Aunque erigido en el continente, pertenecía a la provincia antillana de San Lorenzo Mártir el convento de Caracas. Su origen fue también el de un hospicio, erigido el convento por Real Cédula del 2 de febrero de 1642. Tuvo estudios generales y un número aproximado de cuarenta religiosos. (Castro Seoane: ob. cit., página 81).

Patronazgo de la venerada imagen de Nuestra Señora de la Merced

Como hemos visto en la nota anterior, la devoción a Nuestra Señora de la Merced se inicia en la isla dominicana desde los primeros pasos de su conquista por los españoles. Pero cuando llega a toda su plenitud es en la primera mitad del siglo XVII. Concretamente, en el año 1614 un terrible terremoto sacudió el suelo de La Española. Atemorizados los vecinos corrieron a refugiarse en el templo de la Merced, cuya sólida construcción permaneció incólume, salvo escasos desperfectos.

Fray Gabriel Téllez —Tirso de Molina— que fue por estos años conventual en la isla, describe el suceso con grandes pormenores. Asegura que durante el cataclismo la escultura de la Virgen mostraba su rostro triste, pero que, ante la penitencia del pueblo refugiado en su capilla, lo tornó en alegre. Desde entonces cesaron las sacudidas.

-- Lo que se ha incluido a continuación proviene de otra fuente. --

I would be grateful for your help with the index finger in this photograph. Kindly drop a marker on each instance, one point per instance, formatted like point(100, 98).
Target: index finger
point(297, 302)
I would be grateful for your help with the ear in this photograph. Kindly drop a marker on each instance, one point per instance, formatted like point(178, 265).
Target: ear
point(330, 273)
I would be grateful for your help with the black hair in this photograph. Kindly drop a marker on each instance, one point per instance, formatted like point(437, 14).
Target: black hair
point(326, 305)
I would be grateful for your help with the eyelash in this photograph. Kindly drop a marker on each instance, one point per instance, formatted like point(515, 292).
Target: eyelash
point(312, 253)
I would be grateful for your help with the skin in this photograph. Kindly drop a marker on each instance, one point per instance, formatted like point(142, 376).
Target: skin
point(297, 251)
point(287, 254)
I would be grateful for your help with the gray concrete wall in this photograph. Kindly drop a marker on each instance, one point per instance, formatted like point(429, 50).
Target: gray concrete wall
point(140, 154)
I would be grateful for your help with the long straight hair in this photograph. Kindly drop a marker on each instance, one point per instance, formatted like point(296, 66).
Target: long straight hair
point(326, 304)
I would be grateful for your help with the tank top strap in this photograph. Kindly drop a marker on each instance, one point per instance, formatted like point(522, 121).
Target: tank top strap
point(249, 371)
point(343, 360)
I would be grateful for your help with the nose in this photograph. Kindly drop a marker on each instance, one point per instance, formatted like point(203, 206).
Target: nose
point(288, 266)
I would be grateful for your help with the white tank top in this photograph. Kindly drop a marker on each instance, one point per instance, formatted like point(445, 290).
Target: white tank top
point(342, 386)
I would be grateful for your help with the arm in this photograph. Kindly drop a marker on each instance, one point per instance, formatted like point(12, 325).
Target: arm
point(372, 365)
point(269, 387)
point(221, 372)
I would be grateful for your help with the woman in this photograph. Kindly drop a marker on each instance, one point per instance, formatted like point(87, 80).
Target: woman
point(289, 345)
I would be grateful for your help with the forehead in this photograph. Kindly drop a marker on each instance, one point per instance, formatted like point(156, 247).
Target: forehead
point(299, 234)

Sin embargo, el dramaturgo mercedario se equivoca en el año del suceso que narra, fechándolo en el año 1617. Ello es debido, dice fray Cipriano de Utrera, a que escribió su Historia general de la Merced mucho tiempo después de haber regresado a España, teniendo que hacer uso de su memoria. Fray Cipriano de Utrera: Santo Domingo. Dilucidaciones históricas, tomo I, capítulo LXVI, páginas 363 y ss.).

Según el licenciado Alcocer, en su Relación de la Isla Española, fue la víspera de la Natividad —el 7 de septiembre— cuando la imagen obró el milagro. Entonces, la ciudad erigió a Nuestra Señora de la Merced por patrona y abogada contra los terremotos, acordando el cabildo celebrar anualmente su fiesta el 8 de setiembre (fray Cipriano de Utrera: ob. cit., capítulo LXVI, páginas 364 y ss.; Troncoso de la Concha: Narraciones dominicanas, páginas 29 y ss.).

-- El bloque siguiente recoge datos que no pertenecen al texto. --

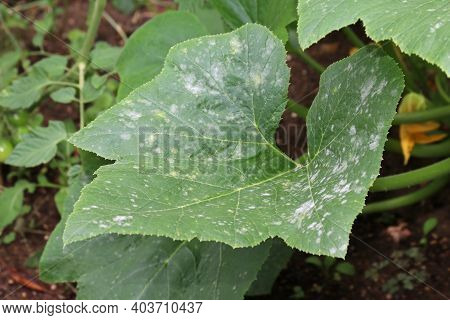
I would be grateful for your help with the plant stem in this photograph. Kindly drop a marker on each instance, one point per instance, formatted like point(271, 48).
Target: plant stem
point(115, 26)
point(81, 70)
point(440, 87)
point(97, 11)
point(413, 177)
point(306, 58)
point(294, 47)
point(299, 109)
point(354, 39)
point(435, 150)
point(421, 116)
point(408, 199)
point(409, 117)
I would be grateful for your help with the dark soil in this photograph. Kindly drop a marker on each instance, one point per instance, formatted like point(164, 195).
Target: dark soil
point(372, 241)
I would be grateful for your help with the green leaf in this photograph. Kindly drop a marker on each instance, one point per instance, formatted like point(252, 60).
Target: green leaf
point(27, 90)
point(429, 225)
point(64, 95)
point(275, 15)
point(8, 70)
point(97, 81)
point(39, 146)
point(345, 268)
point(104, 56)
point(53, 66)
point(9, 238)
point(233, 185)
point(144, 53)
point(383, 20)
point(91, 93)
point(205, 12)
point(314, 261)
point(279, 256)
point(161, 268)
point(11, 202)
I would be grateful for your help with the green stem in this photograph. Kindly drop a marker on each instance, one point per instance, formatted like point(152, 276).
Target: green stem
point(99, 6)
point(81, 70)
point(422, 116)
point(354, 39)
point(440, 87)
point(435, 150)
point(306, 58)
point(408, 199)
point(413, 177)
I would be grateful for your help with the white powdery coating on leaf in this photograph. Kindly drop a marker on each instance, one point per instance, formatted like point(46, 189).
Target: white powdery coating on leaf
point(299, 213)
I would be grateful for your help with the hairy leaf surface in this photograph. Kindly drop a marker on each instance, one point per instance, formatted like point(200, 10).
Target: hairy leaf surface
point(233, 185)
point(136, 267)
point(143, 56)
point(275, 15)
point(428, 37)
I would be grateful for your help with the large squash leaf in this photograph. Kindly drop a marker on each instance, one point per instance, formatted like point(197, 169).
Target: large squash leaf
point(232, 184)
point(144, 53)
point(275, 15)
point(136, 267)
point(428, 37)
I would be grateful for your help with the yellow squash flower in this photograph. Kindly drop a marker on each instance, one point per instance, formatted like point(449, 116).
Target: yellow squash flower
point(416, 133)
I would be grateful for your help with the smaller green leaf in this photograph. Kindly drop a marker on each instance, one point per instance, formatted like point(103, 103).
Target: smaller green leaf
point(27, 90)
point(429, 225)
point(8, 70)
point(63, 95)
point(39, 146)
point(104, 56)
point(97, 81)
point(345, 268)
point(11, 202)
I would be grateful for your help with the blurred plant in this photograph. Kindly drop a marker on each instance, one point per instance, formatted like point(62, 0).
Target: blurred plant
point(331, 267)
point(429, 225)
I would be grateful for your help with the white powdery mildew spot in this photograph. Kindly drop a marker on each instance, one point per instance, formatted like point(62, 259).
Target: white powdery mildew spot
point(125, 136)
point(301, 212)
point(133, 115)
point(236, 45)
point(366, 88)
point(374, 142)
point(122, 220)
point(191, 85)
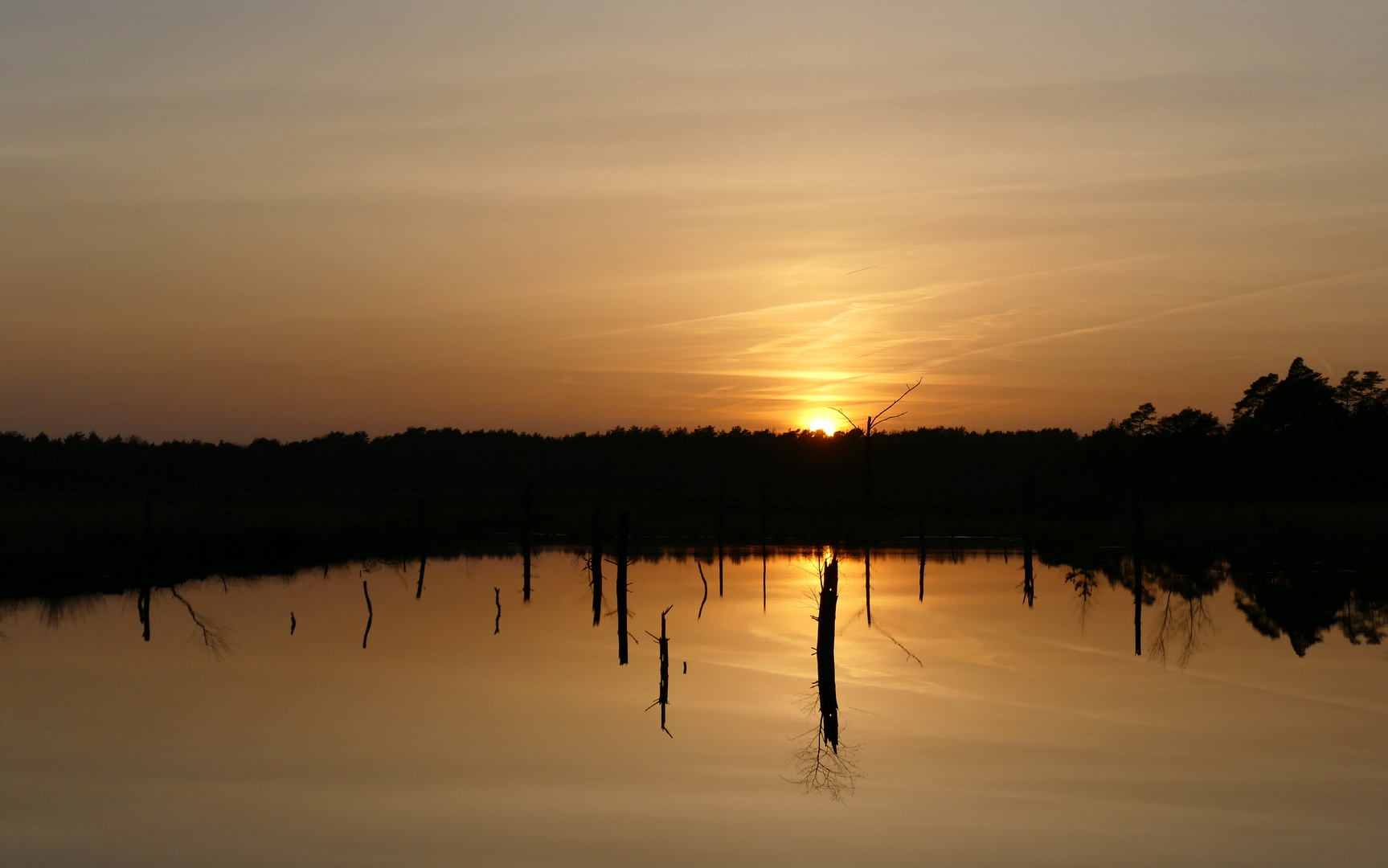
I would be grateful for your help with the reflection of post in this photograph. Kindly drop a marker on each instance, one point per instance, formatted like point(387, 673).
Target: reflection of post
point(596, 566)
point(825, 656)
point(620, 589)
point(1137, 571)
point(868, 581)
point(664, 699)
point(706, 589)
point(370, 616)
point(721, 538)
point(525, 543)
point(764, 539)
point(142, 608)
point(1029, 589)
point(922, 556)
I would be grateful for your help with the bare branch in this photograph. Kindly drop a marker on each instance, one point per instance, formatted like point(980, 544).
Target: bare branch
point(910, 389)
point(853, 424)
point(214, 637)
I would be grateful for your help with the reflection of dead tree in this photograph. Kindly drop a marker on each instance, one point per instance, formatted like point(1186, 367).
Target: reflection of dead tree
point(142, 608)
point(706, 591)
point(1183, 621)
point(822, 764)
point(664, 699)
point(870, 425)
point(821, 768)
point(214, 637)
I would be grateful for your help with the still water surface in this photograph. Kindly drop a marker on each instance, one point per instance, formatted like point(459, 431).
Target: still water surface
point(975, 730)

Los primeros misioneros en la la Nueva España

Como se puede advertir, la información del cronista sobre los sucesos no es exacta. Asegura que Cortés embarcó para México en compañía de Diego de Velásquez y los padres fray Bartolomé de Olmedo y fray Juan de Zambrana. Como es sabido, el segundo no salió de la isla de Cuba, limitándose a enviar al primero, como capitán subordinado a su preeminente autoridad de gobernador. Y Cortés llevó consigo tan sólo a fray Bartolomé de Olmedo y al clérigo secular Juan Díaz, por sus capellanes. Tampoco parece cierto, pues, que el padre Zambrana embarcase y muriese en el camino.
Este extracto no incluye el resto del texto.